During a keynote from Carlos Tavares at this year’s CES show in Las Vegas, he discussed the latest strategic investment in a company called Symbio. The French company makes the technology needed to build hydrogen vehicles.

Symbio’s CEO, Phillipe Rosier, sat down with EV Pulse along with the North American General Manager, Rob Del Core, to talk about its latest technology and where we’ll expect to find it.

We have a full feature on the NextGeneration StackPack technology, which you should check out, but basically its taking hydrogen tech and making it smaller and lighter while maintaining durability.

We asked Rosier why hydrogen still makes sense and where we expect to see Symbio’s products.

“It’ll be an arbitrage between battery performance and fuel cell,” Rosier tells us. “We are starting in LCV and pickups. Why that? There is a share of this segment where the vehicles come back to the base where they can establish a refueling station.”

There’s a lot to parse here, so let’s break it down.

When you look at the current battery-electric pickup trucks on the market, many have large battery packs. That weight cuts into the overall towing and payload capacity of that truck. Eventually, putting more batteries into it just doesn’t make sense.

Ford’s Jim Farley told Automotive News last October, “If you’re pulling 10,000 pounds, an electric truck is not the right solution. And 95 percent of our customers tow more than 10,000 pounds.” He added, “This is a really important segment for our country and it will probably go hydrogen fuel cell before it goes pure electric.”

Next, the solution for LCV and pickup trucks is similar to how companies are approaching commercial EVs. There is a central hub where the vehicles return to each evening. This might be after running a delivery route, or driving from one depot to another hauling cargo.

Since those vehicles end up in the same place each and every day, it becomes much more cost effective to have EV chargers, or in this case hydrogen fueling stations, at those depots.

Lastly, quantities of scale help reduces production cost for the technology to spread to other segments.

Rosier also believes that LCVs will get hydrogen first, with the Class 8 tractor offerings coming later. This is different from the approach both Hyundai and Toyota are taking with their respective hydrogen experiments.

“We’re already running these vehicles in Europe,” he tells us. “I’ll think you’ll be surprised [at hydrogen adoption] in U.S. It’ll be faster than Europe.”

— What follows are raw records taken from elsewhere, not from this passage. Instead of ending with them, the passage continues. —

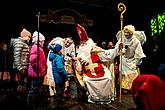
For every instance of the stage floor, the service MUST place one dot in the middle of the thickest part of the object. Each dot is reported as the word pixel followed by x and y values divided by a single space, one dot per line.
pixel 10 102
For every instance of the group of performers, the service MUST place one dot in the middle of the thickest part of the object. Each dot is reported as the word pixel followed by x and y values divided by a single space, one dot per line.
pixel 91 66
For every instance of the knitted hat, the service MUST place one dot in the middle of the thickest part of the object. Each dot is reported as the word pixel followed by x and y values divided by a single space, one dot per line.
pixel 55 47
pixel 130 29
pixel 25 33
pixel 35 37
pixel 82 33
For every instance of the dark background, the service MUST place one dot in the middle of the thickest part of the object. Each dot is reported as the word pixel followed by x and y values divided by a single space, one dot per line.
pixel 16 15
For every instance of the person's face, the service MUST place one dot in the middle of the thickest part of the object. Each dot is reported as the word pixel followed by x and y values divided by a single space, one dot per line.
pixel 42 43
pixel 127 35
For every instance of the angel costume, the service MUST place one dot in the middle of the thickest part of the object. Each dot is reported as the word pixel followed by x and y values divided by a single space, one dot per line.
pixel 132 54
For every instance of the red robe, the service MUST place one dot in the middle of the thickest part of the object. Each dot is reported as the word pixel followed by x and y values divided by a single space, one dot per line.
pixel 149 92
pixel 96 67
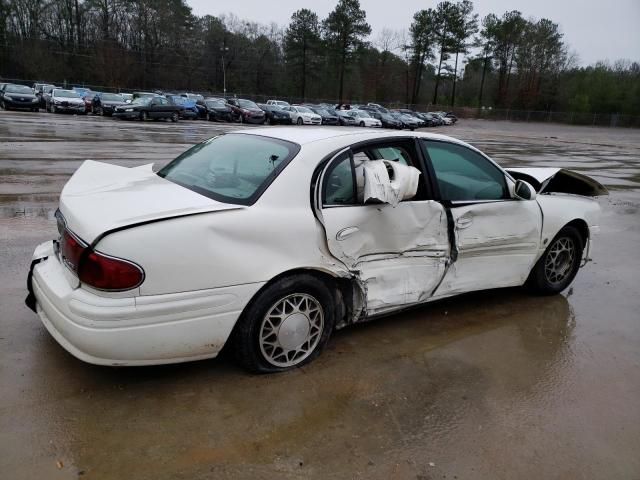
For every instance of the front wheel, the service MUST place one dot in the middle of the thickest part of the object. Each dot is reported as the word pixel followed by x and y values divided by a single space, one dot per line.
pixel 286 326
pixel 559 264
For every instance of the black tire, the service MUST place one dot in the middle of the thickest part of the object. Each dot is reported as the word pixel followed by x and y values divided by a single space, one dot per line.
pixel 245 337
pixel 557 267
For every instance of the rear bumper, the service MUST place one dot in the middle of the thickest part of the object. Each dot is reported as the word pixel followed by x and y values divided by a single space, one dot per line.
pixel 70 108
pixel 142 330
pixel 281 120
pixel 256 120
pixel 126 115
pixel 22 105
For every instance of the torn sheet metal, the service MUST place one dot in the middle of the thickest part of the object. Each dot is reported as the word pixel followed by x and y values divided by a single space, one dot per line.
pixel 398 255
pixel 399 281
pixel 497 243
pixel 389 182
pixel 559 180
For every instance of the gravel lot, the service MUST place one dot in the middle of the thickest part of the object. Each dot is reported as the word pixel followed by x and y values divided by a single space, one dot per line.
pixel 496 385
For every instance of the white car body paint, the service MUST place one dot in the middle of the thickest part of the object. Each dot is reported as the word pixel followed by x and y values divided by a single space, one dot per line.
pixel 299 114
pixel 367 121
pixel 205 260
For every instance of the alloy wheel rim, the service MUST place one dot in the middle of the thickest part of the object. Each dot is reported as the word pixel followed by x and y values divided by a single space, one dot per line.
pixel 559 260
pixel 291 330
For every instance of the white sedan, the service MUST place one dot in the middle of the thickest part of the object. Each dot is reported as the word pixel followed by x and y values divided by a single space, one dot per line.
pixel 269 239
pixel 364 119
pixel 302 115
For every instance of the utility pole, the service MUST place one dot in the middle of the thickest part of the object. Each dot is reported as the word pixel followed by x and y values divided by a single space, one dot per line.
pixel 223 50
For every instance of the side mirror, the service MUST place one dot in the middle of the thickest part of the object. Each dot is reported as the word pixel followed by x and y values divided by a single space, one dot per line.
pixel 524 191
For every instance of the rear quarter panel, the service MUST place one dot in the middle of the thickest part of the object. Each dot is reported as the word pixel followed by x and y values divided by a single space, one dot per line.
pixel 248 245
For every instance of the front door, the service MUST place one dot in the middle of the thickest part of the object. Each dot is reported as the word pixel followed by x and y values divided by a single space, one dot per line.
pixel 397 253
pixel 497 236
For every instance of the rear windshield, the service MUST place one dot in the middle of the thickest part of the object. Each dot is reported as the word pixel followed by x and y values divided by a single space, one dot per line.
pixel 66 94
pixel 247 104
pixel 233 168
pixel 112 97
pixel 17 89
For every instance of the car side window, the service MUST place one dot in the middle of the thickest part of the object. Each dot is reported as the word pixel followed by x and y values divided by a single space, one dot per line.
pixel 463 174
pixel 392 153
pixel 338 185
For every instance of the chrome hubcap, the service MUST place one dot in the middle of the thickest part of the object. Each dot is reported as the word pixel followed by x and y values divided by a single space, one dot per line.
pixel 559 261
pixel 291 330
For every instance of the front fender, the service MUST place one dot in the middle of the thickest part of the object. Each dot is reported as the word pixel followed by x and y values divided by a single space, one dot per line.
pixel 559 209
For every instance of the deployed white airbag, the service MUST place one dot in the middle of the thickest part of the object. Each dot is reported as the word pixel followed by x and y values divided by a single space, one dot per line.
pixel 389 181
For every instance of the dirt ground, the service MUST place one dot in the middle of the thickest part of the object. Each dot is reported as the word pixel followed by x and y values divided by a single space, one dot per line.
pixel 493 385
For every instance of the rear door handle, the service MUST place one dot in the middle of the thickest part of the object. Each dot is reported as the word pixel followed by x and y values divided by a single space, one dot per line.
pixel 346 232
pixel 464 222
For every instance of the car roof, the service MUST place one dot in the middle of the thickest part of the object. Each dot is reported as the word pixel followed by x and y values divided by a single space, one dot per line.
pixel 307 135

Converting to hydrogen on vehicles is just one area where this makes sense. Batteries can only be so dense, and hydrogen is a great way to store energy in a smaller footprint. You can imagine why having batteries with two-way power attached to the grid makes sense — we talk about it here — but you can store even more energy with hydrogen.

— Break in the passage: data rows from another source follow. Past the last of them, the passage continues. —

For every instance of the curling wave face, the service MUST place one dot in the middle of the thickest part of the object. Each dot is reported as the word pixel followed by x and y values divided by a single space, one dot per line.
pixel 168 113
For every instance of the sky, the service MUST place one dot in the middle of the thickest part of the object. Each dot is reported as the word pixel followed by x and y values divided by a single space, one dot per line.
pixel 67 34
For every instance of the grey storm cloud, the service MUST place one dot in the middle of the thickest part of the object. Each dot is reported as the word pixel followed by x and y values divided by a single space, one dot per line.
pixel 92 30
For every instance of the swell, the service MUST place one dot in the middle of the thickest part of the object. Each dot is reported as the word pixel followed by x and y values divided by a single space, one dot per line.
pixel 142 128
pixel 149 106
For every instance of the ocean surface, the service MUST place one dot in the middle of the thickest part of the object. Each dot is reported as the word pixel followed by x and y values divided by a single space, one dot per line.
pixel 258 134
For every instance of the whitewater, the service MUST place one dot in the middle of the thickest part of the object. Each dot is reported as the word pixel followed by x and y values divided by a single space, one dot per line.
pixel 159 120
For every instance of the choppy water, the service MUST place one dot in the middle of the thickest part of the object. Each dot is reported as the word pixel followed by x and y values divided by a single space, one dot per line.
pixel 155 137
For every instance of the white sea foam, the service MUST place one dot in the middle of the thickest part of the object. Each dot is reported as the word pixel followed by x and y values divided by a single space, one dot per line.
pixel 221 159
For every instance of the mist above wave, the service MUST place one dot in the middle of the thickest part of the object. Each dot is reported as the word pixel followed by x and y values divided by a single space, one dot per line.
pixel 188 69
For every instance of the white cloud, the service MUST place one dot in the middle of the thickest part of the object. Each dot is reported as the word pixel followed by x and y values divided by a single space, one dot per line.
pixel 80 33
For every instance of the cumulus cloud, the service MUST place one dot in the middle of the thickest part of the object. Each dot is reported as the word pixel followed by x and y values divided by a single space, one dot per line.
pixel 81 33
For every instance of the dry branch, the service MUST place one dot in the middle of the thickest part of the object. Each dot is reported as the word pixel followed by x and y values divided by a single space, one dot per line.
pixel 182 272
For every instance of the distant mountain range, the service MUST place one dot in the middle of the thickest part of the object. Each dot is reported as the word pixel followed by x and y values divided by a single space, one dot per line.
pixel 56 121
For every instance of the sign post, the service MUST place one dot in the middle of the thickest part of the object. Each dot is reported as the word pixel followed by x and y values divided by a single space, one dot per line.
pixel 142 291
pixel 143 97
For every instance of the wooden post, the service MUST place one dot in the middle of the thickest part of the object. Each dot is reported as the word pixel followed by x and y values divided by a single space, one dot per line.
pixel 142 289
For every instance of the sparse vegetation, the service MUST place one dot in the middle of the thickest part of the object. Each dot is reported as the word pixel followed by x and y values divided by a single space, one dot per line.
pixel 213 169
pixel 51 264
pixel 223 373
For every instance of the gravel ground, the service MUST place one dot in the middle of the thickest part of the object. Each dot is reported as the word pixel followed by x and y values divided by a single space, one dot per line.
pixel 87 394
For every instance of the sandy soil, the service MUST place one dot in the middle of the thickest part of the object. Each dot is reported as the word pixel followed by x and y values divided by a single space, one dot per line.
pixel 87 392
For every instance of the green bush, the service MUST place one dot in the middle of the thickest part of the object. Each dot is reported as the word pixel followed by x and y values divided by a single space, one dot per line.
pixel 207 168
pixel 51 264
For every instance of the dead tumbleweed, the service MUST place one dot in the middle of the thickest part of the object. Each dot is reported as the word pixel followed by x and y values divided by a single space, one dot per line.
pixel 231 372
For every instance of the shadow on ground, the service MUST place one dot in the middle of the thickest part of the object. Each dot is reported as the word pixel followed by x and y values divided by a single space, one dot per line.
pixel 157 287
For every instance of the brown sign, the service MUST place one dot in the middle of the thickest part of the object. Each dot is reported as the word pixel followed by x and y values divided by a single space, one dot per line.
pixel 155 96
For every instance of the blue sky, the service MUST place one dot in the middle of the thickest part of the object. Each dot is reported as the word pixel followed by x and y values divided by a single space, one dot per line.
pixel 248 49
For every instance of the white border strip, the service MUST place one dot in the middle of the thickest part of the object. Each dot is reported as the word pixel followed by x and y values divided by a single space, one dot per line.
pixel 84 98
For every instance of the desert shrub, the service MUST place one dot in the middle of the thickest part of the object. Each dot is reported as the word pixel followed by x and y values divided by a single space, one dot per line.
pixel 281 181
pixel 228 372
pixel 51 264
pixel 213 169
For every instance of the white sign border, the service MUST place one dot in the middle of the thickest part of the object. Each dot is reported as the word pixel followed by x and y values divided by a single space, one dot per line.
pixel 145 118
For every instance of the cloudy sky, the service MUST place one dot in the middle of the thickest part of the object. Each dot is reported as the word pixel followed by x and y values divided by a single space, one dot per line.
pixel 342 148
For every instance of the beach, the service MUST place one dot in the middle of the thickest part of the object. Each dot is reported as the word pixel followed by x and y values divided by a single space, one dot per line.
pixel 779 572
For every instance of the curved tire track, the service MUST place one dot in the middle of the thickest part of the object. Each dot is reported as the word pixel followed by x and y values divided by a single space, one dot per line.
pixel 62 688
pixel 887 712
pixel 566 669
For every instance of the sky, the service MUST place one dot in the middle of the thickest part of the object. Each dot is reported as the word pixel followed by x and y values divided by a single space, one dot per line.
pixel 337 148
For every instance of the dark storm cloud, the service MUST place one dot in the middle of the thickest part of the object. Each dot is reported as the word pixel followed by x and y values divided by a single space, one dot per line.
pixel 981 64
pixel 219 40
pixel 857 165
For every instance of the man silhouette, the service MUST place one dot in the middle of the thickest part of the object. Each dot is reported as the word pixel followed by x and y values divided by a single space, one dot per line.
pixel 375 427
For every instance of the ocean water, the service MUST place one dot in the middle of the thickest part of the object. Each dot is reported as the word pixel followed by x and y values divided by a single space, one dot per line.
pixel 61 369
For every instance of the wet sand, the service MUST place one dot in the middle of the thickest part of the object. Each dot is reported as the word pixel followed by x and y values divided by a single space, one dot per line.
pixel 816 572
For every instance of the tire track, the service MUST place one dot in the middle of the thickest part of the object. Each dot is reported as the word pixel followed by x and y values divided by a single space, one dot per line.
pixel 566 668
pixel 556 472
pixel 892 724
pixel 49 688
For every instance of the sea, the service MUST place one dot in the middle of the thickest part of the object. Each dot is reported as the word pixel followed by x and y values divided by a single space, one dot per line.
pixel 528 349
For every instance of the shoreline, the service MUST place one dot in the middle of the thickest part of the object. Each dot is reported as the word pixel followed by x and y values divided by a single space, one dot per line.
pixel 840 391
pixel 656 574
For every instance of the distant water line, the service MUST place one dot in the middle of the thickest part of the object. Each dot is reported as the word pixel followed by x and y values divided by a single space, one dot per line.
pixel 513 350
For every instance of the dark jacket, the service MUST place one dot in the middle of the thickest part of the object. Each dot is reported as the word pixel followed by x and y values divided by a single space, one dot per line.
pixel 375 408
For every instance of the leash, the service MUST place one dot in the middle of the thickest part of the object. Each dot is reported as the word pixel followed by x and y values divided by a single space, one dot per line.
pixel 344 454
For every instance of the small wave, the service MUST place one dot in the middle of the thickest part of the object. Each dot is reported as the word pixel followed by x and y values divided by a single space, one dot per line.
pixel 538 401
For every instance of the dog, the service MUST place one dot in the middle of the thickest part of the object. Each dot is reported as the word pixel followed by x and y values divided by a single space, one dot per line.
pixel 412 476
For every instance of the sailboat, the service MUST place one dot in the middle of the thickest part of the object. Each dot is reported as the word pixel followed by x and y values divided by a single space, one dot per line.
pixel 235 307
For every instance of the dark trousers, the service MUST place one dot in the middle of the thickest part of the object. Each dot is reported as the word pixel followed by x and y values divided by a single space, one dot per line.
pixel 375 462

That’s part of Symbio’s approach.

But let’s go back to that LCV discussion. Symbio projects the capacity to produce 200,000 systems by the year 2030. The company also is producing units in the United States, and will continue to expand that production.

Rosier also tells us that testing of the NG2 system, which would appear in LCV vehicles, pickup trucks, and SUVs will be shipped to customers for testing in 2024, with mass production expected to start by the end of 2026.

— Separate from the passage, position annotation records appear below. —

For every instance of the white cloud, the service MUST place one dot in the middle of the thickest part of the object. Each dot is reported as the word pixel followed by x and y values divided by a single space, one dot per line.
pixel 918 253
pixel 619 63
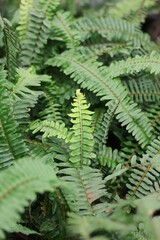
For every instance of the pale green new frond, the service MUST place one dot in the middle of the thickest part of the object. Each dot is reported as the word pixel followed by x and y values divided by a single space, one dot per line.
pixel 61 27
pixel 101 135
pixel 144 179
pixel 88 187
pixel 149 63
pixel 132 10
pixel 143 88
pixel 50 129
pixel 25 8
pixel 48 7
pixel 97 79
pixel 12 145
pixel 113 30
pixel 81 144
pixel 11 47
pixel 21 183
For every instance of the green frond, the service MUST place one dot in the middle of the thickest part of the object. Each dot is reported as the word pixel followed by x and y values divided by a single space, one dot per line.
pixel 113 29
pixel 143 89
pixel 101 135
pixel 88 187
pixel 48 7
pixel 149 63
pixel 11 47
pixel 133 11
pixel 50 129
pixel 61 27
pixel 12 145
pixel 25 81
pixel 144 179
pixel 25 8
pixel 81 143
pixel 97 79
pixel 109 158
pixel 22 181
pixel 99 227
pixel 153 113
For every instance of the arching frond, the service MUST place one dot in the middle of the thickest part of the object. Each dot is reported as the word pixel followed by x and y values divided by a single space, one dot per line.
pixel 81 144
pixel 61 26
pixel 97 79
pixel 22 181
pixel 145 178
pixel 12 145
pixel 11 47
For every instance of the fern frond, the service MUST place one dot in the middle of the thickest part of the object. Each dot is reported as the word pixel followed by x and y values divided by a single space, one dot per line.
pixel 102 135
pixel 145 179
pixel 143 89
pixel 111 29
pixel 48 7
pixel 149 63
pixel 109 158
pixel 50 129
pixel 97 79
pixel 88 187
pixel 22 181
pixel 133 11
pixel 61 26
pixel 11 47
pixel 25 8
pixel 81 144
pixel 12 145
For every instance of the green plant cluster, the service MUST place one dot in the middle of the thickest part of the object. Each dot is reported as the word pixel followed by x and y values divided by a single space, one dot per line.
pixel 79 122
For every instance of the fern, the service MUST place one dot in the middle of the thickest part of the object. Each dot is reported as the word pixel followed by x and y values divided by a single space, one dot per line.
pixel 62 29
pixel 25 8
pixel 12 144
pixel 11 47
pixel 133 11
pixel 50 129
pixel 82 140
pixel 93 77
pixel 22 181
pixel 144 180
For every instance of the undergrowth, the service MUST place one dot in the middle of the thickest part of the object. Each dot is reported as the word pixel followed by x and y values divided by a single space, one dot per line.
pixel 79 122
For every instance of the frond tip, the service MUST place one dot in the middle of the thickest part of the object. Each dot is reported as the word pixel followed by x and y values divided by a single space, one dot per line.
pixel 82 141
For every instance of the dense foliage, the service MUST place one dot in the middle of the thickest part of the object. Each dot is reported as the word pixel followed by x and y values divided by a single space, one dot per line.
pixel 79 121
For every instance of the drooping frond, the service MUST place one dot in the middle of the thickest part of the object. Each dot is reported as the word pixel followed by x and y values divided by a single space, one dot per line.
pixel 113 29
pixel 81 144
pixel 88 187
pixel 12 144
pixel 145 178
pixel 149 63
pixel 100 227
pixel 143 89
pixel 22 181
pixel 133 11
pixel 153 113
pixel 50 129
pixel 61 26
pixel 25 8
pixel 48 7
pixel 97 79
pixel 109 158
pixel 24 94
pixel 11 47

Ram Trucks builds both commercial and retail consumer trucks, and with the recent Stellantis investment, you don’t have to be a rocket scientist to make the connection. It may not replace the Cummins in the next-generation truck, but we wouldn’t be surprised if hydrogen is an option box that can be checked on a future version of the truck.

We reached out to Stellantis for comment, and was told by a representative that, “we do not comment on future product.”

Infrastructure will need to improve before retail consumers can safely buy one, but for commercial customers where BEVs don’t deliver, fuel cell technology becomes a practical solution to decarbonization.